Frog, qingwa (sounds like: ching-wa)
For some time, “Chinese” and “frog” have brought to mind the little red cooler that lives in the trunk of our friend John’s car, for the express purpose of ferrying home frogs’ legs, should he happen to find himself in a Chinatown.
Now, I think instead (or maybe too) of the leggy frog in striped blue tights that hung from Emmy’s Gymini. An early gift — quickly nicknamed The Crazy Mat — it was a soft square snapped to the ends of two crossed arcs from which a handful of characters hung down. The idea, and the reality, being that the baby would lie on her back and look up at these, entertained entranced. Rich and I, both freelancers working from home, managed to go back to work when Emmy was four weeks old, thanks in large part to all the hanging out she did with her “friends” — a sunshine that played music when swatted aggressively, a lame turtle, some leaves and that dandy of a frog, the ching-wa.
We did a lot of talking and singing via the ching-wa, who had a mechanism in his torso that enabled him to wriggle up after being pulled down.
These days, barnyards now abound in our house. As though we’re preparing our child for a life of hard agriculture, her books, puzzles, songs, videos and even outfits feature cows, pigs, chickens, geese, farmers. It definitely wasn’t planned. For some reason, Rich hasn’t translated any of these others for me. Maybe he doesn’t know the words, and I haven’t asked. But since that ching-wa in the tights, I’ve started noticing the frogs on the periphery.

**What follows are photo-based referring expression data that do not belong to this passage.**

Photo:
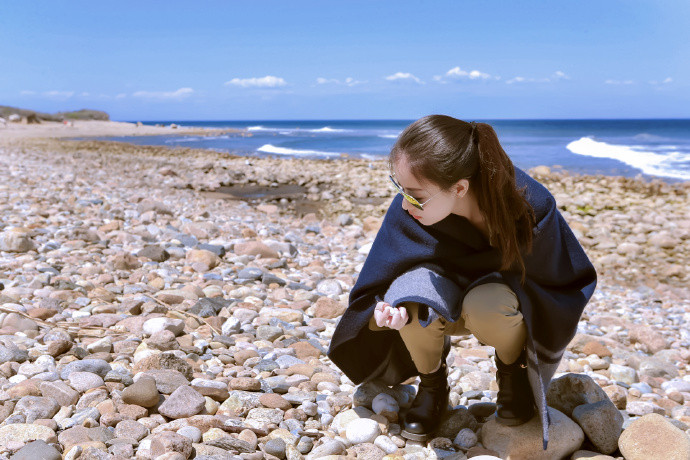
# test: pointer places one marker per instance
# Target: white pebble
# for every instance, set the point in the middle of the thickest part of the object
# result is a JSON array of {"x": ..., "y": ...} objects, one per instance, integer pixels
[{"x": 362, "y": 430}]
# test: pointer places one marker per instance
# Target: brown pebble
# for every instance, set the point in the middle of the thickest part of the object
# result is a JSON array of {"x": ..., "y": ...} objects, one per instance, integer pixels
[
  {"x": 304, "y": 350},
  {"x": 243, "y": 355},
  {"x": 245, "y": 384},
  {"x": 274, "y": 401}
]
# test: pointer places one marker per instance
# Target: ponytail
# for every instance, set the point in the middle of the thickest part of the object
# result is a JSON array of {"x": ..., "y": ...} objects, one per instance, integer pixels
[
  {"x": 508, "y": 214},
  {"x": 444, "y": 150}
]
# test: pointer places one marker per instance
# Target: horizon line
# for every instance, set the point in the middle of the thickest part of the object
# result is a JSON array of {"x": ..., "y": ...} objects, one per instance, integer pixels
[{"x": 397, "y": 119}]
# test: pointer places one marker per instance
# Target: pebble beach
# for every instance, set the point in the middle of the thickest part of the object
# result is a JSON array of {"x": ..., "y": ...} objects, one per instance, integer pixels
[{"x": 173, "y": 303}]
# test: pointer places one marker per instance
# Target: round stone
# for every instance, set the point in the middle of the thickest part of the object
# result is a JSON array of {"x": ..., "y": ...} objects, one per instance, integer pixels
[{"x": 362, "y": 430}]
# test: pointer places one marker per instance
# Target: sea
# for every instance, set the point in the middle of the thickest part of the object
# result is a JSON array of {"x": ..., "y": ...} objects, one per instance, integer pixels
[{"x": 649, "y": 149}]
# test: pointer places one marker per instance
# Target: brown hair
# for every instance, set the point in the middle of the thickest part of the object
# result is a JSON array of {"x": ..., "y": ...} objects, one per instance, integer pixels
[{"x": 443, "y": 150}]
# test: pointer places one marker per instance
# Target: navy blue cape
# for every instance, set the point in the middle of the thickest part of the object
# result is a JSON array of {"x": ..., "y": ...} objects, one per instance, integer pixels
[{"x": 560, "y": 281}]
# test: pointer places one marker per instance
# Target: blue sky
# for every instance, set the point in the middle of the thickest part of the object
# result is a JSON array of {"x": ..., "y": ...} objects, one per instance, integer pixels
[{"x": 262, "y": 60}]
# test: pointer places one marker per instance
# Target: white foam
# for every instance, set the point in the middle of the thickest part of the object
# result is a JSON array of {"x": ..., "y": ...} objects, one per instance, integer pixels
[
  {"x": 181, "y": 139},
  {"x": 368, "y": 156},
  {"x": 648, "y": 137},
  {"x": 268, "y": 148},
  {"x": 651, "y": 163},
  {"x": 327, "y": 129}
]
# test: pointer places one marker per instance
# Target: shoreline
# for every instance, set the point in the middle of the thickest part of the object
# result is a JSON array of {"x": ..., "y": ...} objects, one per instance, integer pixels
[
  {"x": 114, "y": 129},
  {"x": 123, "y": 262}
]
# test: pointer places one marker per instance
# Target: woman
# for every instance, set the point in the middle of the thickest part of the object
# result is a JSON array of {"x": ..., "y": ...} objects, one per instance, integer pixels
[{"x": 472, "y": 244}]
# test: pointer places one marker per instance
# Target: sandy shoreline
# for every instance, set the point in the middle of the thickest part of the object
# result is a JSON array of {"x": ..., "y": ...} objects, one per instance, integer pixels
[
  {"x": 94, "y": 128},
  {"x": 221, "y": 279}
]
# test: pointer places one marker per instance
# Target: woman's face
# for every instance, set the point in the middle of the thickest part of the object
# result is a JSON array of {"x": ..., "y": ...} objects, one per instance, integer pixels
[{"x": 441, "y": 204}]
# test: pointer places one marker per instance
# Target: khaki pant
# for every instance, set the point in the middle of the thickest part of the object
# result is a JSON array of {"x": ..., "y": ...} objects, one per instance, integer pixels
[{"x": 489, "y": 311}]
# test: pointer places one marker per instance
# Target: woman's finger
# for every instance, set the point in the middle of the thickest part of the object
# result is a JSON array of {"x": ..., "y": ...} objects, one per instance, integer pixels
[{"x": 380, "y": 316}]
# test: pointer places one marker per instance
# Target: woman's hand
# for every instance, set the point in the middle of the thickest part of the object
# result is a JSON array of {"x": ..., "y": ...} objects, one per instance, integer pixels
[{"x": 387, "y": 316}]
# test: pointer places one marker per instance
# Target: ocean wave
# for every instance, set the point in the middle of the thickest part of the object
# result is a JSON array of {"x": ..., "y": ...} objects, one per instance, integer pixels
[
  {"x": 328, "y": 129},
  {"x": 672, "y": 164},
  {"x": 325, "y": 129},
  {"x": 268, "y": 148},
  {"x": 369, "y": 156},
  {"x": 648, "y": 137},
  {"x": 175, "y": 140}
]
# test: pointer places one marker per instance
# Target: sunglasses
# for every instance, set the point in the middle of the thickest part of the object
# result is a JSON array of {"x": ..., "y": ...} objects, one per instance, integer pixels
[{"x": 412, "y": 200}]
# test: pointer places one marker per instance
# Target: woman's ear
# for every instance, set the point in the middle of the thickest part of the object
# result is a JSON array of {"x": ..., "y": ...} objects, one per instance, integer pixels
[{"x": 461, "y": 187}]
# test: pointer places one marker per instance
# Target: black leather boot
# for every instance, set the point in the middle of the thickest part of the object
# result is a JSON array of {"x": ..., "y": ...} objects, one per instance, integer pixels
[
  {"x": 515, "y": 400},
  {"x": 430, "y": 403}
]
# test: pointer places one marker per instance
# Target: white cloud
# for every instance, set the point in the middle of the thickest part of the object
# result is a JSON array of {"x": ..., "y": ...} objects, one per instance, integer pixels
[
  {"x": 456, "y": 73},
  {"x": 179, "y": 94},
  {"x": 618, "y": 82},
  {"x": 349, "y": 81},
  {"x": 404, "y": 76},
  {"x": 556, "y": 76},
  {"x": 59, "y": 94},
  {"x": 665, "y": 81},
  {"x": 268, "y": 81}
]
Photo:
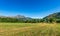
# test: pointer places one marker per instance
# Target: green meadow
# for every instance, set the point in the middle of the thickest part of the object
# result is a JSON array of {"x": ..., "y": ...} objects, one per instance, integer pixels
[{"x": 29, "y": 29}]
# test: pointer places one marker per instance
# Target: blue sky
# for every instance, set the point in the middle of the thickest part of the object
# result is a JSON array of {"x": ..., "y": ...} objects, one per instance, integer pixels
[{"x": 29, "y": 8}]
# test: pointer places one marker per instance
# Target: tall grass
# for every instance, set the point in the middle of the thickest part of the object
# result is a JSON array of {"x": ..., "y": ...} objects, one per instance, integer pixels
[{"x": 29, "y": 29}]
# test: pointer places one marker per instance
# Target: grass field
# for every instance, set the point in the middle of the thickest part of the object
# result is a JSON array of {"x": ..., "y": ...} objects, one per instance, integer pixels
[{"x": 29, "y": 29}]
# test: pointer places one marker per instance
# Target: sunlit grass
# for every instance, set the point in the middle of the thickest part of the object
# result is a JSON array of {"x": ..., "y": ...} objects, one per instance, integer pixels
[{"x": 29, "y": 29}]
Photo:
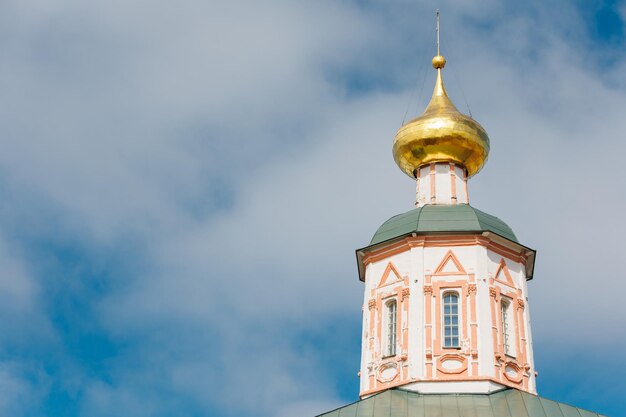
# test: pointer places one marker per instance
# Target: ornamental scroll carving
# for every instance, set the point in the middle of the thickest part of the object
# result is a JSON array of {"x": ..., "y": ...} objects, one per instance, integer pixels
[{"x": 405, "y": 293}]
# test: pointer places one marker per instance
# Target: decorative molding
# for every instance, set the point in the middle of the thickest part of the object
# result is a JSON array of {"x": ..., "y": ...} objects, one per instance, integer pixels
[
  {"x": 503, "y": 275},
  {"x": 405, "y": 293},
  {"x": 450, "y": 257},
  {"x": 471, "y": 289},
  {"x": 388, "y": 270},
  {"x": 387, "y": 372},
  {"x": 512, "y": 372},
  {"x": 453, "y": 358}
]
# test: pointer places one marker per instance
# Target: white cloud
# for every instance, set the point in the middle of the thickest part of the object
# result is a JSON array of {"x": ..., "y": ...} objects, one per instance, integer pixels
[{"x": 126, "y": 123}]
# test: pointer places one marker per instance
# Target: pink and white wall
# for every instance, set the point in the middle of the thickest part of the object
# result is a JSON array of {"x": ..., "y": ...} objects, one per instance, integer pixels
[{"x": 488, "y": 275}]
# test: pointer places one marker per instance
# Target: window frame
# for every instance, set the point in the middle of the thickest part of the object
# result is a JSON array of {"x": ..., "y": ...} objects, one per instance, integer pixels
[
  {"x": 507, "y": 330},
  {"x": 452, "y": 315},
  {"x": 390, "y": 329}
]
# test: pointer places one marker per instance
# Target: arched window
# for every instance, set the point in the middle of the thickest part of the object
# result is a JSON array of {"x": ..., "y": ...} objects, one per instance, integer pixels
[
  {"x": 451, "y": 320},
  {"x": 507, "y": 339},
  {"x": 391, "y": 322}
]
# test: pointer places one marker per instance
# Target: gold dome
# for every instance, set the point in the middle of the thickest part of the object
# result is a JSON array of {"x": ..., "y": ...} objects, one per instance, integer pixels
[{"x": 441, "y": 134}]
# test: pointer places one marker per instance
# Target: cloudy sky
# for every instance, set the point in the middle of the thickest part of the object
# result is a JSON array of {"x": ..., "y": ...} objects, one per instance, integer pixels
[{"x": 183, "y": 185}]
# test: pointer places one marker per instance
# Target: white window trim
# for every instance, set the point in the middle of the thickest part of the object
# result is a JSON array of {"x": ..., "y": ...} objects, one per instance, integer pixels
[
  {"x": 507, "y": 327},
  {"x": 457, "y": 292},
  {"x": 389, "y": 349}
]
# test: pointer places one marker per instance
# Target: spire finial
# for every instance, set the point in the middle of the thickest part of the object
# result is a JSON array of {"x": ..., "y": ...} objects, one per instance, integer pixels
[
  {"x": 439, "y": 61},
  {"x": 437, "y": 14}
]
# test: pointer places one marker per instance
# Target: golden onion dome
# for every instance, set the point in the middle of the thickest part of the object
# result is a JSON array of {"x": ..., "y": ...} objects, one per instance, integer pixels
[{"x": 441, "y": 134}]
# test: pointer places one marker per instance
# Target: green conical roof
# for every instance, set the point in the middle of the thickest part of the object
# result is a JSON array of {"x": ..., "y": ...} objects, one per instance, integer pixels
[
  {"x": 506, "y": 403},
  {"x": 442, "y": 218}
]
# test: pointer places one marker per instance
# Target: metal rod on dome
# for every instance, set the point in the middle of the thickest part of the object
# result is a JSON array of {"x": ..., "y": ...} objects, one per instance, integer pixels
[{"x": 437, "y": 13}]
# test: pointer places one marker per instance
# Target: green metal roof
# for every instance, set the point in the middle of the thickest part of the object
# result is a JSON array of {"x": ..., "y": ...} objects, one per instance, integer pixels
[
  {"x": 505, "y": 403},
  {"x": 442, "y": 218}
]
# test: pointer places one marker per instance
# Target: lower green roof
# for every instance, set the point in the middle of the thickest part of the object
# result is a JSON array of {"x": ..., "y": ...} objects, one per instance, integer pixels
[
  {"x": 506, "y": 403},
  {"x": 442, "y": 218}
]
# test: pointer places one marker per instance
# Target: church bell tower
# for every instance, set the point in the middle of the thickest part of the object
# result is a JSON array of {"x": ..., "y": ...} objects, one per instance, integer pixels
[{"x": 446, "y": 303}]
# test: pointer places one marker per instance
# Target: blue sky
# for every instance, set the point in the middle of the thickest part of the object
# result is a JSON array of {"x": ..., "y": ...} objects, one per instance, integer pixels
[{"x": 183, "y": 186}]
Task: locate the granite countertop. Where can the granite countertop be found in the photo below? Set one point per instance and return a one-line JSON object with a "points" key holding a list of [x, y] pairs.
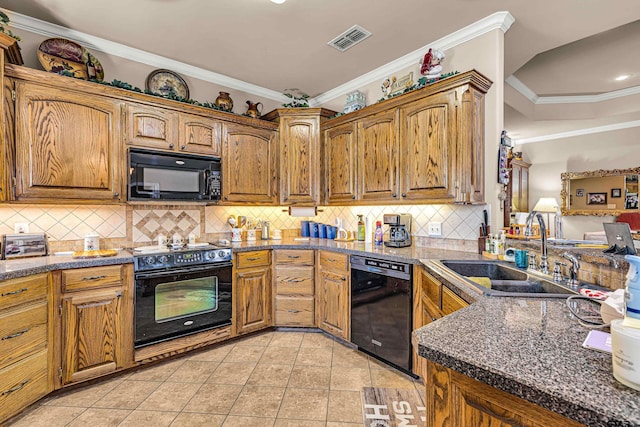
{"points": [[531, 348]]}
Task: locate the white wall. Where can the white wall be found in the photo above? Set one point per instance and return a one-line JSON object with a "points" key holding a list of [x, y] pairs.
{"points": [[606, 150]]}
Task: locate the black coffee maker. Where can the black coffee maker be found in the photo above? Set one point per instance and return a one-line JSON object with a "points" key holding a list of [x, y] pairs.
{"points": [[399, 230]]}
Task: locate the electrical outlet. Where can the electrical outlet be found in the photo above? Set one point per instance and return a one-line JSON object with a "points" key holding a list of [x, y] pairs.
{"points": [[21, 227], [434, 229]]}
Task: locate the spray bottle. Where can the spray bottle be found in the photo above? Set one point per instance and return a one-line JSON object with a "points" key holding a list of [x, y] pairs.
{"points": [[632, 293]]}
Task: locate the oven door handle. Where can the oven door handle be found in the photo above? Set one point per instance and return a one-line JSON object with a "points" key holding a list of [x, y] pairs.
{"points": [[180, 271]]}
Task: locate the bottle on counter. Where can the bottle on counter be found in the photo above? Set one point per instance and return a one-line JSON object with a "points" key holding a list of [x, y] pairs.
{"points": [[377, 235], [361, 229]]}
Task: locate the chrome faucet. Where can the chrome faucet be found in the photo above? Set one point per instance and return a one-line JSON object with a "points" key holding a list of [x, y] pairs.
{"points": [[544, 263], [573, 269]]}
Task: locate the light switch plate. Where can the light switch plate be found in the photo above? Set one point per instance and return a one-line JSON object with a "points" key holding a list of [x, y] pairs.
{"points": [[434, 229]]}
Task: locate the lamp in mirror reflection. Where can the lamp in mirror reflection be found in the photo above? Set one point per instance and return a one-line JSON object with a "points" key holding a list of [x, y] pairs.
{"points": [[550, 205]]}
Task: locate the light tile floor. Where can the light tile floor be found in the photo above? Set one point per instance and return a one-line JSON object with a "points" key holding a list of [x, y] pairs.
{"points": [[275, 379]]}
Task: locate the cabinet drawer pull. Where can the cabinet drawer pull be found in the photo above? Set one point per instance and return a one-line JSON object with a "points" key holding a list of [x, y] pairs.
{"points": [[16, 388], [17, 334], [19, 291], [94, 277]]}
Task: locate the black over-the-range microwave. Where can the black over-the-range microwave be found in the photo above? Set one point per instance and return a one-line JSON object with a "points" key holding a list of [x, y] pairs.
{"points": [[168, 176]]}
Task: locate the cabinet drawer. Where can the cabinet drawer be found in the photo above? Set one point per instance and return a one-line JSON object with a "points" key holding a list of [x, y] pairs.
{"points": [[22, 330], [94, 277], [19, 291], [334, 261], [451, 302], [252, 259], [297, 257], [294, 311], [294, 280], [23, 383]]}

There’s a ching-wa family that splashes with a pig and sheep in a piece-of-crap electronic book my mother bought at a yard sale (all the buttons now emit sounds of static, but I admit I’m taken with the story); the ching-wa in “Brown Bear, Brown Bear, What Do You See?”; the ching-wa in Xavier Deneux’s “My Animals”; and, most recently, a ching-wa in the collection of finger puppets a friend brought back from her home country of Bangladesh. Maybe kids there are subjected to fewer sheep and pigs, as this one keeps company with a lion, an elephant, a rabbit and a duck.
Unlike that first ching-wa, this guy (alas, like so many Chinatown frogs, one imagines) has little more than his smile.